3. A method of influencing the level of expression or the concentration of C-reactive protein, of Plasminogen Activator Inhibitor-1, or of hepatic lipase or of two or three thereof in a body tissue of an individual comprising the step of administering to the individual an effective amount of a water-insoluble cellulose derivative.

4. A method of influencing the level of expression or the concentration of adiponectin in a body tissue of an individual comprising the step of administering to the individual an effective amount of a water-insoluble cellulose derivative.

5. A method of preventing or treating a cardiovascular disease or Type II diabetes in an individual comprising the step of administering to the individual an effective amount of a water-insoluble cellulose derivative.

6. The method of claim 1 wherein the water-insoluble cellulose derivative is ethyl cellulose.

7. The method of claim 2 wherein the water-insoluble cellulose derivative is ethyl cellulose.

8. The method of claim 3 wherein the water-insoluble cellulose derivative is ethyl cellulose.

9. The method of claim 4 wherein the water-insoluble cellulose derivative is ethyl cellulose.

10. The method of claim 5 wherein the water-insoluble cellulose derivative is ethyl cellulose.

11. A medicament, pharmaceutical composition, food, food ingredient or supplement, or nutraceutical ingredient or supplement comprising an effective amount of a water-insoluble cellulose derivative for preventing or treating metabolic syndrome or a symptom or condition associated with the metabolic syndrome.

12. A medicament, pharmaceutical composition, food, food ingredient or supplement, or nutraceutical ingredient or supplement comprising an effective amount of a water-insoluble cellulose derivative for preventing or treating one or more of the symptoms a) atherogenic dyslipidemia, b) insulin resistance, c) proinflammatory or inflammation state and d) prothrombotic state in an individual.

13. A medicament, pharmaceutical composition, food, food ingredient or supplement, or nutraceutical ingredient or supplement comprising an effective amount of a water-insoluble cellulose derivative for influencing the level of expression or the concentration of C-reactive protein, of Plasminogen Activator Inhibitor-1 or of hepatic lipase or of two or three thereof in a body tissue of an individual.

14. A medicament, pharmaceutical composition, food, food ingredient or supplement, or nutraceutical ingredient or supplement comprising an effective amount of a water-insoluble cellulose derivative for influencing the level of expression or the concentration of adiponectin in a body tissue of an individual.

15. A medicament, pharmaceutical composition, food, food ingredient or supplement, or nutraceutical ingredient or supplement comprising an effective amount of a water-insoluble cellulose derivative for preventing or treating a cardiovascular disease or Type II diabetes in an individual.

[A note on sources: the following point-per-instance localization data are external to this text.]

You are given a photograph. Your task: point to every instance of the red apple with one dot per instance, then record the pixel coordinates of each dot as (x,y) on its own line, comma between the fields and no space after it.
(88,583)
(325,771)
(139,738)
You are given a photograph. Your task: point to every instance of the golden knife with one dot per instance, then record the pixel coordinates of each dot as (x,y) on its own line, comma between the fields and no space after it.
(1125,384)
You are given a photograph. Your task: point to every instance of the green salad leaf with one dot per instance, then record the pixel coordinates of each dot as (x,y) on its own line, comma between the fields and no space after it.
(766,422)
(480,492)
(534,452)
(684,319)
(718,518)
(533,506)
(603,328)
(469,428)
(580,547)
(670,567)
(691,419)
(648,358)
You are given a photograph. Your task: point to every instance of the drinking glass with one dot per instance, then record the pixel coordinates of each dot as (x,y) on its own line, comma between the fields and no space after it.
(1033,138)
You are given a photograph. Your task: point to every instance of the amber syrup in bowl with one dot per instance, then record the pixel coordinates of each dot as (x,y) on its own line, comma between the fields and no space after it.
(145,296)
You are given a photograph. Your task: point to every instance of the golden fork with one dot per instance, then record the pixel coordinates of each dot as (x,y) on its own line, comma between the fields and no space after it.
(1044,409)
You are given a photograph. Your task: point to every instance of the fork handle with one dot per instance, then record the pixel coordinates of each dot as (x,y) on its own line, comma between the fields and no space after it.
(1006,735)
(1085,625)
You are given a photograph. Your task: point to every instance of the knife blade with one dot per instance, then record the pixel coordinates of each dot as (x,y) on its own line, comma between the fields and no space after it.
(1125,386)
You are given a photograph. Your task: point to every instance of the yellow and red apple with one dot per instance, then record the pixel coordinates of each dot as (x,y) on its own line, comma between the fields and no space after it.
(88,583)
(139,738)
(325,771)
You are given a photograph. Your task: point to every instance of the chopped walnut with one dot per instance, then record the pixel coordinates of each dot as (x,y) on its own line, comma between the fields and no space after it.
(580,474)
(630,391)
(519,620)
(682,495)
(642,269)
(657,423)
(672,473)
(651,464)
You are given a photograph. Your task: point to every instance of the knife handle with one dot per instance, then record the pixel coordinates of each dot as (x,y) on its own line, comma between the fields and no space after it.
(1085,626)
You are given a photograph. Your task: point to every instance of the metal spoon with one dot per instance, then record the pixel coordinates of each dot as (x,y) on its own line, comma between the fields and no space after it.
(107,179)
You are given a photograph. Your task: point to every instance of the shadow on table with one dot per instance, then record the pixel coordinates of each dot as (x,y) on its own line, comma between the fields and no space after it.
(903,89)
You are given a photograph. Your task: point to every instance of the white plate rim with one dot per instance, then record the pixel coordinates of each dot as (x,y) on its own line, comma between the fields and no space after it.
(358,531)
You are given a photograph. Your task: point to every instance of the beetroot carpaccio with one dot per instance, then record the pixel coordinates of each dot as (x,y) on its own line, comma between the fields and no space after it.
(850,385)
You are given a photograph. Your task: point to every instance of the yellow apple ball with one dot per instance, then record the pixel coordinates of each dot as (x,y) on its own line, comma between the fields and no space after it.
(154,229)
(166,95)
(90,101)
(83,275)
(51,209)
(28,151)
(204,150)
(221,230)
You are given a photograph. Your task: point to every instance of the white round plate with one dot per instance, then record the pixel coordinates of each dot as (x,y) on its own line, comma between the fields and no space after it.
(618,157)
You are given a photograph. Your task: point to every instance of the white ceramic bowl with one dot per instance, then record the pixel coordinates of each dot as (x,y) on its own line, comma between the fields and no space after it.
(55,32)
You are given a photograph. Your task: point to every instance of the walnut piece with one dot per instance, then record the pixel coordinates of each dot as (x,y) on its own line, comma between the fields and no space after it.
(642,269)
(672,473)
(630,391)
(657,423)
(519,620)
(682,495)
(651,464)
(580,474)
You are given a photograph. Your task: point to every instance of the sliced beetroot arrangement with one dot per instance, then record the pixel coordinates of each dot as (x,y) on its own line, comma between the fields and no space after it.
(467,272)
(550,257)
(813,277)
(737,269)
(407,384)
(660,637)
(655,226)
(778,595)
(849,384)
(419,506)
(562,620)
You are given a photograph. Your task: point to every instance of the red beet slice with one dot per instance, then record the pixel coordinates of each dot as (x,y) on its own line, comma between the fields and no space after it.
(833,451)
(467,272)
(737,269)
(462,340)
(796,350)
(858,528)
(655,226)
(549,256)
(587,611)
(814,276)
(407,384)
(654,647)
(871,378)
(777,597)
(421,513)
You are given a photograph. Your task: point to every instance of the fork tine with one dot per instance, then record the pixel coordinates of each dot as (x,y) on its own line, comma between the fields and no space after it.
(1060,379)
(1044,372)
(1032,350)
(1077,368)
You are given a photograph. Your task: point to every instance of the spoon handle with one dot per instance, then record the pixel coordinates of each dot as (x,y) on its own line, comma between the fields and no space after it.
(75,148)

16. The medicament, pharmaceutical composition, food, food ingredient or supplement, or nutraceutical ingredient or supplement of claim 11, wherein the water-insoluble cellulose derivative is ethyl cellulose.

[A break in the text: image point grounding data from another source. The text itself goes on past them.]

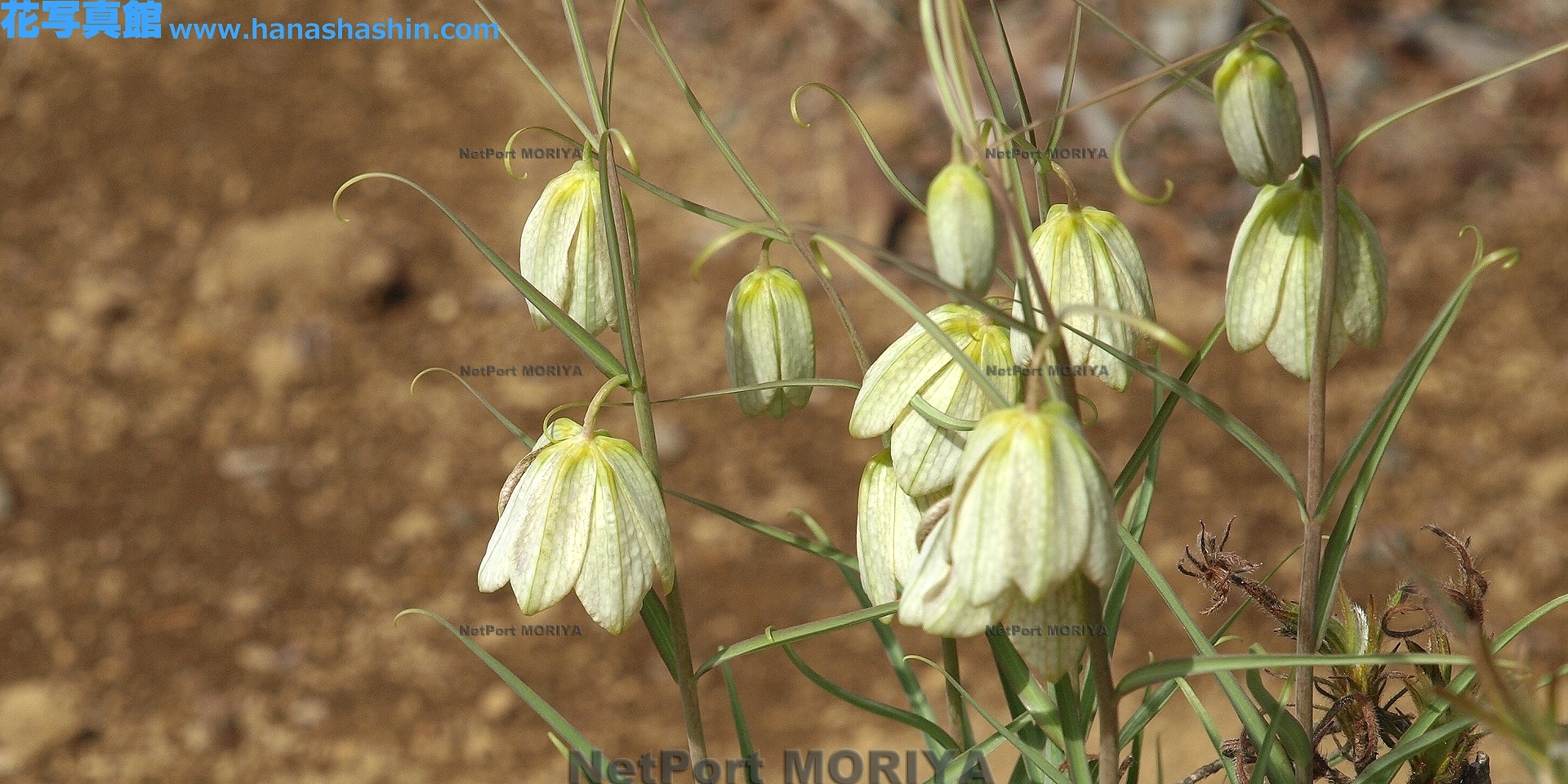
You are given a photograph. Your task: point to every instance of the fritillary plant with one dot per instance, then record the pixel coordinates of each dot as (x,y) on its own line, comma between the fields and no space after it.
(987,511)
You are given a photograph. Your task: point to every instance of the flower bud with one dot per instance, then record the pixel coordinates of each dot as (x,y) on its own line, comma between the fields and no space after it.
(1258,115)
(886,521)
(768,337)
(1089,257)
(1275,281)
(564,252)
(924,453)
(586,514)
(963,228)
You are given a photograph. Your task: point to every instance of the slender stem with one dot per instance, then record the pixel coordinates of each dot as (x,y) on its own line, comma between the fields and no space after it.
(957,712)
(590,82)
(1053,333)
(632,345)
(1316,402)
(1104,695)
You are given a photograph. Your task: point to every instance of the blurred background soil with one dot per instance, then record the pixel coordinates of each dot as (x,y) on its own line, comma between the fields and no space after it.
(216,490)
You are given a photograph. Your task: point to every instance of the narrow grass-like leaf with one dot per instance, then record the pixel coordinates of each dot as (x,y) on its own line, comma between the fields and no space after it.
(1031,753)
(742,734)
(1075,726)
(702,211)
(529,697)
(1276,767)
(1208,726)
(1019,683)
(702,115)
(1143,49)
(891,292)
(1227,422)
(501,417)
(1388,764)
(800,543)
(866,137)
(1446,95)
(911,686)
(661,630)
(596,352)
(590,82)
(957,765)
(763,386)
(872,706)
(940,419)
(1394,403)
(1155,702)
(1192,666)
(560,100)
(1462,681)
(775,639)
(1281,725)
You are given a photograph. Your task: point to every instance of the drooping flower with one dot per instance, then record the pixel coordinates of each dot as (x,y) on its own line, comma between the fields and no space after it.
(1275,276)
(564,252)
(1031,518)
(888,523)
(768,337)
(1089,259)
(1054,632)
(1258,115)
(925,453)
(963,228)
(584,514)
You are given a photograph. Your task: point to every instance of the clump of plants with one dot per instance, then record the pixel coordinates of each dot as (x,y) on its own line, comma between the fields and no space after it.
(988,513)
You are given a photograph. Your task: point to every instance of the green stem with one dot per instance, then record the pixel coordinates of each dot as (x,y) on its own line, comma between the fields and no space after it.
(1316,400)
(1104,695)
(957,712)
(632,352)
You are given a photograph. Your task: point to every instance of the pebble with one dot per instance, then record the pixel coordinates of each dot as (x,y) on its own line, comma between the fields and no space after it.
(252,465)
(35,717)
(673,439)
(308,710)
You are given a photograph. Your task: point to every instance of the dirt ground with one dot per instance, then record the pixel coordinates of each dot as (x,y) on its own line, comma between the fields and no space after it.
(216,490)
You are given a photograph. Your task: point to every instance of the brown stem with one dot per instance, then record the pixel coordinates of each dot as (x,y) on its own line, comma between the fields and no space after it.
(1316,399)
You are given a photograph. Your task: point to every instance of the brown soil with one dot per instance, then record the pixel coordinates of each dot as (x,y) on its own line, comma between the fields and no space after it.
(221,490)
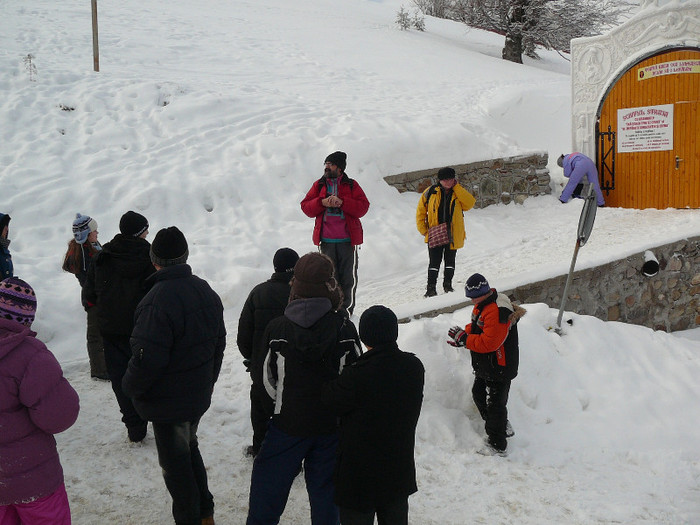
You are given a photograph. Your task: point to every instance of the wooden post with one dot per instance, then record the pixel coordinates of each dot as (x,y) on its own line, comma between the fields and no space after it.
(95,46)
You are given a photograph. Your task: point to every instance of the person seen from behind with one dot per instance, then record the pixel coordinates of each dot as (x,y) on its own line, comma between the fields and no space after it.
(265,302)
(492,341)
(177,347)
(36,402)
(378,399)
(6,267)
(581,172)
(309,345)
(116,283)
(81,250)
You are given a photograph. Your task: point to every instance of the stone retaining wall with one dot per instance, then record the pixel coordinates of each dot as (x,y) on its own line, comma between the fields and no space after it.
(619,291)
(490,181)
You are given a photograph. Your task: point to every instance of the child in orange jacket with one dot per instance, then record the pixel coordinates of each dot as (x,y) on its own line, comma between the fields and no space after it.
(492,339)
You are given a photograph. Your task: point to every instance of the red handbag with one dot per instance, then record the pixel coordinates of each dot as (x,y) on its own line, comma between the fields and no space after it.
(438,235)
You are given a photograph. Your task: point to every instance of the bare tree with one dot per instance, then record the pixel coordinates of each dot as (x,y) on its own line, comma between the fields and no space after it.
(529,23)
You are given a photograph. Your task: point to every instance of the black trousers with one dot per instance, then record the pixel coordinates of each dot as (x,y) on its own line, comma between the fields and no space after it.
(394,513)
(183,471)
(261,409)
(344,257)
(491,397)
(117,355)
(435,257)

17. The medicament, pharmaceutical composition, food, food ingredient or supplement, or nutraceutical ingredient or supplement of claim 12, wherein the water-insoluble cellulose derivative is ethyl cellulose.

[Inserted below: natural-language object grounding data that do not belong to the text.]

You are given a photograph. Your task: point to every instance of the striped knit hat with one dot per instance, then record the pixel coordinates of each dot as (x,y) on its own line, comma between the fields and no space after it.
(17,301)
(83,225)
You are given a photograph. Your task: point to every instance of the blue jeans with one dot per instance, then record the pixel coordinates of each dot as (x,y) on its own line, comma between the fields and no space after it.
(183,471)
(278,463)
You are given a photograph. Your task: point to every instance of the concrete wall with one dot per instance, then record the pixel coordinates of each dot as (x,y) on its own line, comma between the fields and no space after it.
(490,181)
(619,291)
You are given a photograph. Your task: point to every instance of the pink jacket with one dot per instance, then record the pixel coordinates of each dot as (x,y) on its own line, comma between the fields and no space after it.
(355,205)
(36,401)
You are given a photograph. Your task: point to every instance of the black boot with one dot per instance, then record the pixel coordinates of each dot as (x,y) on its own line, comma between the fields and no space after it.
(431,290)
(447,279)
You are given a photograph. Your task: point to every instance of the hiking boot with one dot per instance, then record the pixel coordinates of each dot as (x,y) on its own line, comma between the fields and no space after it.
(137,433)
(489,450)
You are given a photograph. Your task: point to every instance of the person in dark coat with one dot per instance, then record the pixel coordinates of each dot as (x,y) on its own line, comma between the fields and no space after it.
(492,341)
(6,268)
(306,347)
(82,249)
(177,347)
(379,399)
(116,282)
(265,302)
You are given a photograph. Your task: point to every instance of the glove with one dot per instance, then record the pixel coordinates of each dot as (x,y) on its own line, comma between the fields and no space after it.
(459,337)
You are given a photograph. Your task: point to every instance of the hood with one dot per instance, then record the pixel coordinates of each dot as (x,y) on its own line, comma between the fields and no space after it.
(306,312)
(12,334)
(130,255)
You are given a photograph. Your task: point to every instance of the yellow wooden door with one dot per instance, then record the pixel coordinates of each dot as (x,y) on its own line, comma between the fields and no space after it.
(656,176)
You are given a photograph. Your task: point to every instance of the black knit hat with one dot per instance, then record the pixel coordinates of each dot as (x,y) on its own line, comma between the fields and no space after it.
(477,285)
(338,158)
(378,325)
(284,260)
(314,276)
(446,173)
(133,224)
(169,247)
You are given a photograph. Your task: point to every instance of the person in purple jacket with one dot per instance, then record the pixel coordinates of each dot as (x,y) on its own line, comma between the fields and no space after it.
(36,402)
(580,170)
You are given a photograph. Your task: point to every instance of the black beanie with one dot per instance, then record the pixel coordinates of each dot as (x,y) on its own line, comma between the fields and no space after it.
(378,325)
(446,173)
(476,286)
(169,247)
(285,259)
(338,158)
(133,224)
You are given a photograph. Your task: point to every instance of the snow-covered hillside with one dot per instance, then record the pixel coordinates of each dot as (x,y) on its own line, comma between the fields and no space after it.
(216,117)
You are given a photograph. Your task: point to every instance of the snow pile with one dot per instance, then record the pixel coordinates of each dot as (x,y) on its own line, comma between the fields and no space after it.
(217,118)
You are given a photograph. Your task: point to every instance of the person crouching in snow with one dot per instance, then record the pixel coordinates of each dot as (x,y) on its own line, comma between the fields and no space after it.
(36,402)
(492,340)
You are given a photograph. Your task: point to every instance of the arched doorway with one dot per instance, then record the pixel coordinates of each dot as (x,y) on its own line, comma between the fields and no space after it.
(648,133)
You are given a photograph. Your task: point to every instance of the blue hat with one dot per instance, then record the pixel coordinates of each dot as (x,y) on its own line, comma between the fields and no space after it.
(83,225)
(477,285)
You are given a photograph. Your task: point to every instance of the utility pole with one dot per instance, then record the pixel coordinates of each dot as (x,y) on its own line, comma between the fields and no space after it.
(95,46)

18. The medicament, pharmaceutical composition, food, food ingredient or supplement, or nutraceutical ingredient or supplement of claim 13, wherein the water-insoluble cellulose derivative is ethyl cellulose.

19. The medicament, pharmaceutical composition, food, food ingredient or supplement, or nutraceutical ingredient or supplement of claim 14, wherein the water-insoluble cellulose derivative is ethyl cellulose.

20. The medicament, pharmaceutical composition, food, food ingredient or supplement, or nutraceutical ingredient or supplement of claim 15, wherein the water-insoluble cellulose derivative is ethyl cellulose.

21. A medicament, pharmaceutical composition, food, food ingredient or supplement, or nutraceutical ingredient or supplement comprising ethyl cellulose as an active principle.